In the series of eleven cases of Kitazawa et al., 7 aneurysms were saccular (including one mycotic) and the other four were fusiform [4]. They found that locations of aneurysms were in P1 segment in 2 patients, P1-P2 junction in 2 patients, P2 segment in 6 patients, and P3 in one patient [4]. The predominant location is P1 in 30%, P2 in 30%, P1-P2 junction in 30%, and P3 in 10% [2].

PCA aneurysms are good candidates for direct clipping; however in special cases coil embolization has been indicated as the first choice therapy [2]. In aneurysms placed in curved parent vessels as PCA aneurysms new stents have been developed to reduce the stress against the wall promoted by the intense flow in this territory [5]. PCA aneurysms can be treated with proximal occlusion of the parent artery, excision of aneurysm, or wrapping [4].

Microsurgery for P2 posterior cerebral artery has become a secondary therapy when the neck is unfavorable [6] and the subtemporal approach is a simple kind of treatment in experienced hands [7]. The P2 dissecting aneurysms can be treated with parent vessels occlusion in cases where selective embolization sac with detectable platinum coils or surgical clipping cannot be achieved [8].

Aneurysms of P1 and P1-P2 junction are treated preferably with the pterional approach. P2 and P3 aneurysms are usually handled through the subtemporal approach [9]. Thus, in 11 cases Sakata et al. presented 7 good results, 2 poor results, and one death [9].

Revascularization of the posterior circulation may be performed in order to exclude the aneurysm in the parent vessel with clipping just before the aneurysm occlusion by endovascular balloon [10]. Current indications for revascularization include symptomatic vertebrobasilar ischemia refractory to medical therapy and ischemia caused by parent vessel occlusion as treatment of complex aneurysms [10]. Pretreatment studies may include cerebral blood flow measurements with the assessment of hemodynamic reserve and can affect treatment decisions [10]. The superficial temporal artery, occipital artery, and external carotid artery can be used to increase blood flow to superior cerebellar artery, posterior cerebral artery, posterior inferior cerebellar artery, or anterior inferior cerebellar artery [10].

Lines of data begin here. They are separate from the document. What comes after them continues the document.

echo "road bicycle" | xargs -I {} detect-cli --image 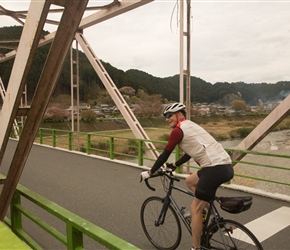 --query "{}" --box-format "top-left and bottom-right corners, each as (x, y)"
(140, 169), (263, 250)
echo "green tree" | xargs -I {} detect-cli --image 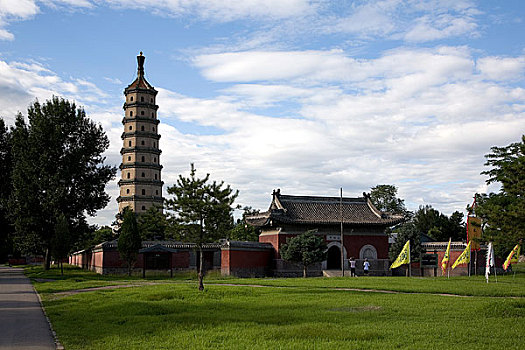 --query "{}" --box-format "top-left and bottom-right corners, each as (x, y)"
(117, 207), (142, 276)
(9, 97), (116, 269)
(370, 185), (407, 215)
(166, 164), (239, 290)
(137, 206), (168, 241)
(279, 231), (327, 277)
(227, 207), (259, 241)
(413, 205), (466, 242)
(51, 214), (71, 275)
(475, 135), (525, 256)
(91, 226), (117, 245)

Severe disability may be found in patients treated through subtemporal approach or temporopolar approach due to temporal lobe contusion [4]. Clipping in P3 aneurysms may develop homonymous hemianopsia due to thrombosis of the parent vessel [2].

4. Conclusion

Aneurysms of the P2P segment of PCA are very rare and have a distinct anatomic characteristic. The major treatment for this aneurysm is a direct clipping. The understanding of the complex anatomic of this segment affects their treatment and outcome.

Conflict of Interests

The authors declare that there is no conflict of interests regarding the publication of this paper.